I have Jennifer Egan fever. I caught it at the beginning of last year, when I read “Ask Me if I Care,” a short story of hers that The New Yorker had excerpted from her then-forthcoming novel, A Visit from the Goon Squad. I read the other two stories The New Yorker had published on my iPhone while getting a pedicure. It’s a banal admission only worth recalling because I remember sitting in the salon’s lounge long after the polish had dried and it was time to leave—I had to read it all, right then and there. After that, I read every single story she published, every novel she had written, every interview I could get my hands on. (I knew the obsession was bad when I started picking through the Amazon reviews.)

- Thessaly La Force for the Paris Review Daily

I especially liked the part about watching a screening of Pulp Fiction with Egan.

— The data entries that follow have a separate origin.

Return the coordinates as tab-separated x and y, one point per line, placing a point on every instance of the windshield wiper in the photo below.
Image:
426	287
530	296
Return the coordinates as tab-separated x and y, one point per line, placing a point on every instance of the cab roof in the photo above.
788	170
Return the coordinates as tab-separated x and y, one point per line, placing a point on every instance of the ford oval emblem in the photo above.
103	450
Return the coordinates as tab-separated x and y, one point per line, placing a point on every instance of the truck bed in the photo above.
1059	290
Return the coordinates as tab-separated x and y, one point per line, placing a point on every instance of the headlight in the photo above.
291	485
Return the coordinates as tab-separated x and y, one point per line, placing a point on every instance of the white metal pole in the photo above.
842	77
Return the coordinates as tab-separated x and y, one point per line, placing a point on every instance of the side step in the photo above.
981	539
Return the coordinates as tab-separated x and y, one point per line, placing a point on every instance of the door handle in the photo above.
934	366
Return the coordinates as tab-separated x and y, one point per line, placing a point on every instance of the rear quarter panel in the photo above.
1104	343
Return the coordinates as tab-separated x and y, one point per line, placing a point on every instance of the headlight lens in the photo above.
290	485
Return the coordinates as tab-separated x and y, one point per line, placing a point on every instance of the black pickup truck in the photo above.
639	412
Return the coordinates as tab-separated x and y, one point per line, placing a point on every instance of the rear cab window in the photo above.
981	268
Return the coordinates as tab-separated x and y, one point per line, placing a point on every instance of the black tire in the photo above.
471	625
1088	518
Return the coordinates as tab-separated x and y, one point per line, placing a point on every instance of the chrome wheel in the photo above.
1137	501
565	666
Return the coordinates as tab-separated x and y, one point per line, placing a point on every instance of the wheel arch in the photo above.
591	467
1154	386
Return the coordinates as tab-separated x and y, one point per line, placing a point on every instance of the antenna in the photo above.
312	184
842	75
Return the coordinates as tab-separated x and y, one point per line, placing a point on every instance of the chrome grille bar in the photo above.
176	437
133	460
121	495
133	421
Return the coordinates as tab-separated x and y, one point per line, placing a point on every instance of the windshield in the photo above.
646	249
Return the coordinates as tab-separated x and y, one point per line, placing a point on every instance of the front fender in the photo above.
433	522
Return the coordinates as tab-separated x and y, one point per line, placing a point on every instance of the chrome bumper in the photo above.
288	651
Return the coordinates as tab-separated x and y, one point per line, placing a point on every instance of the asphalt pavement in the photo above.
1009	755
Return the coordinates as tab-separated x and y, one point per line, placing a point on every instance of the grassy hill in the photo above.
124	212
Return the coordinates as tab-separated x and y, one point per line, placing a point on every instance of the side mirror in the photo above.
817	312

Egan had only seen Pulp Fiction once before, in a theater sometime in 1994, and when the lights came up, she admitted she was shocked by what she had seen. “I was just copying this movie! I even have a character named Jules! Oh my God. In a way, it’s slightly frightening. I mean, how much was I really influenced? I don’t know. Not consciously, but it’s really amazing how much happens without our knowing it.” She paused, then offered analysis: “They’re constantly talking about time. And in fact the whole rhythm of the film is about a task that needs to get done, a timeline, and then delays.”